Insights into the physicochemical properties of newly synthesized benzyl triethylammonium chloride-based deep eutectic solvents

Abstract

In order to utilize deep eutectic solvents (DESs) as a replacement for conventional organic solvents for different applications, a detailed understanding of their physicochemical properties is extremely important. In this study, several novel DESs based on benzyl-triethylammonium chloride (BTEA) as a hydrogen bond acceptor (HBA) and acids/or alcohols as hydrogen bond donors (HBDs) have been synthesized. DESs have been thoroughly characterized and investigated for their physicochemical properties viz. thermal stability, glass transition temperature, viscosity (η), surface tension (γ), refractive index (nD), density (ρ), speed of sound (u), and conductivity (κ) in a temperature range of 293.15–343.15 K. The effect of temperature, type of HBDs, and alkyl chain length of HBDs of the DESs on the physicochemical properties are critically examined and discussed. Viscosity data are fitted to Vogel-Fulcher-Tamman (VFT) and Arrhenius models.

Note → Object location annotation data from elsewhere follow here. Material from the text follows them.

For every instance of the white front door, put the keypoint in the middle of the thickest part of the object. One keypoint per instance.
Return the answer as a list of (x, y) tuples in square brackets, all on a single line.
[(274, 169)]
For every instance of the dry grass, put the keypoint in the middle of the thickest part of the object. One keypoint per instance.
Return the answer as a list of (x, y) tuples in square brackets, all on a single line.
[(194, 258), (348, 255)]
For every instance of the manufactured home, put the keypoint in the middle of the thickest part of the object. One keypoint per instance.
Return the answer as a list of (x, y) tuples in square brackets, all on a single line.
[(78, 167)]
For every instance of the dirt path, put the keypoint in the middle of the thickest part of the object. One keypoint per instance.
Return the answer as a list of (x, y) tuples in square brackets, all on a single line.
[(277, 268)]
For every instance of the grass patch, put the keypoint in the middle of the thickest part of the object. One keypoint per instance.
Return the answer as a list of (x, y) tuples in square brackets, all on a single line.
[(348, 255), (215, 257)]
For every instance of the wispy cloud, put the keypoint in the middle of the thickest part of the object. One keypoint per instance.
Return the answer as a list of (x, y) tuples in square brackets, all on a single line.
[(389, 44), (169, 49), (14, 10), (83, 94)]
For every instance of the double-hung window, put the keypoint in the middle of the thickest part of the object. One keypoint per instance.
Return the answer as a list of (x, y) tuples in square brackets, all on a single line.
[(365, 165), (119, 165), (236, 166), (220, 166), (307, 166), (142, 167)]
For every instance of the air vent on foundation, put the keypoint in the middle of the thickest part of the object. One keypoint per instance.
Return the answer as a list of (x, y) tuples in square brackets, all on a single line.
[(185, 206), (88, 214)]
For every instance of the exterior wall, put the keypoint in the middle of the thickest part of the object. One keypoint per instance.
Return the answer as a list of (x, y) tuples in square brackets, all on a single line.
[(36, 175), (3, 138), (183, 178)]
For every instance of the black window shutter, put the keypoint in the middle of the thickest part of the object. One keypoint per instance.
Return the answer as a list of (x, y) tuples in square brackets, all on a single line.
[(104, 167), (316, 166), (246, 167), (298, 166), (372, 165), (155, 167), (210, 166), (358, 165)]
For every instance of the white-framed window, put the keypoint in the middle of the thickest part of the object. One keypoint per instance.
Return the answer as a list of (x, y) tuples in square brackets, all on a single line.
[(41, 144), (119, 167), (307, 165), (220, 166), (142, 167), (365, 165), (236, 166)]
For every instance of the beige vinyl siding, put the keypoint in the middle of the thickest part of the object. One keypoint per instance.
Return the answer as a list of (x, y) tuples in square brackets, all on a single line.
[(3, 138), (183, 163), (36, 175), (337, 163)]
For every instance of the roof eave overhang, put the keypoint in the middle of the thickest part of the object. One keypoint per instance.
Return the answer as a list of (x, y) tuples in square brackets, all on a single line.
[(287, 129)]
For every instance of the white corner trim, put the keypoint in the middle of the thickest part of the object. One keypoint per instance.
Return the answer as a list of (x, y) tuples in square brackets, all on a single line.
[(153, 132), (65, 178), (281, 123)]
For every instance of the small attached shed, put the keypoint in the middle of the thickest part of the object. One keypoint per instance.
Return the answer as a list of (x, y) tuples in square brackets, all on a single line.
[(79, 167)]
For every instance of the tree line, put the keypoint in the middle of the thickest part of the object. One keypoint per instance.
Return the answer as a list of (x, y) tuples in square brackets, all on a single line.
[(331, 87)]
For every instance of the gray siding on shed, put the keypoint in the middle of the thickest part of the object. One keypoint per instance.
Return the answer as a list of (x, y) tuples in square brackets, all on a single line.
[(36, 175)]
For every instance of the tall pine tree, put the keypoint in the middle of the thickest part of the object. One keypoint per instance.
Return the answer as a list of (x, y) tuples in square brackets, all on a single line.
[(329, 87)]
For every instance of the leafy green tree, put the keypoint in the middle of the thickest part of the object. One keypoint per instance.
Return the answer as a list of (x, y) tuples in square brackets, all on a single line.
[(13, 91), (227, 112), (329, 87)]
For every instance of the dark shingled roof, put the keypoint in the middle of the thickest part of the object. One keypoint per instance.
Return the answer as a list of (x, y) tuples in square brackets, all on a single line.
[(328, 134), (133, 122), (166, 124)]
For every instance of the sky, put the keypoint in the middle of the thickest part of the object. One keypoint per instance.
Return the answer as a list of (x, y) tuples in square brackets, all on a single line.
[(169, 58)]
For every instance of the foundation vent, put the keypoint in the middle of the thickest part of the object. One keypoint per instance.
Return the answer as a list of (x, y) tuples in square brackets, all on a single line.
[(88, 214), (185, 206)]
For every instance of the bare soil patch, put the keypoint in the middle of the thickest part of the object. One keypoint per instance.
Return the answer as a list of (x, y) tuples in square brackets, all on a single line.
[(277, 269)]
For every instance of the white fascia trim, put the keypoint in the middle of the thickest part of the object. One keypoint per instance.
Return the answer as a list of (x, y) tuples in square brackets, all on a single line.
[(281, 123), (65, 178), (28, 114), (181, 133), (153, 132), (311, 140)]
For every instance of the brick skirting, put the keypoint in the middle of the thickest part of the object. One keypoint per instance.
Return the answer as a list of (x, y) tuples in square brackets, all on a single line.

A linear model was used to fit surface tension (γ), density, refractive index, and speed of sound data whereas conductivity data were fitted to a nonlinear equation. Primary data on physicochemical properties have been used to estimate the viscous flow parameters (activation entropy, activation enthalpy, and free energy of activation) and other derived parameters such as lattice energy, standard entropy, molar volume, intermolecular free length, and isentropic compressibility. A relationship between molar conductivity and dynamic viscosity has been established to evaluate the ionicity of the synthesized DESs. Insights into the structure–property correlations are discussed in detail.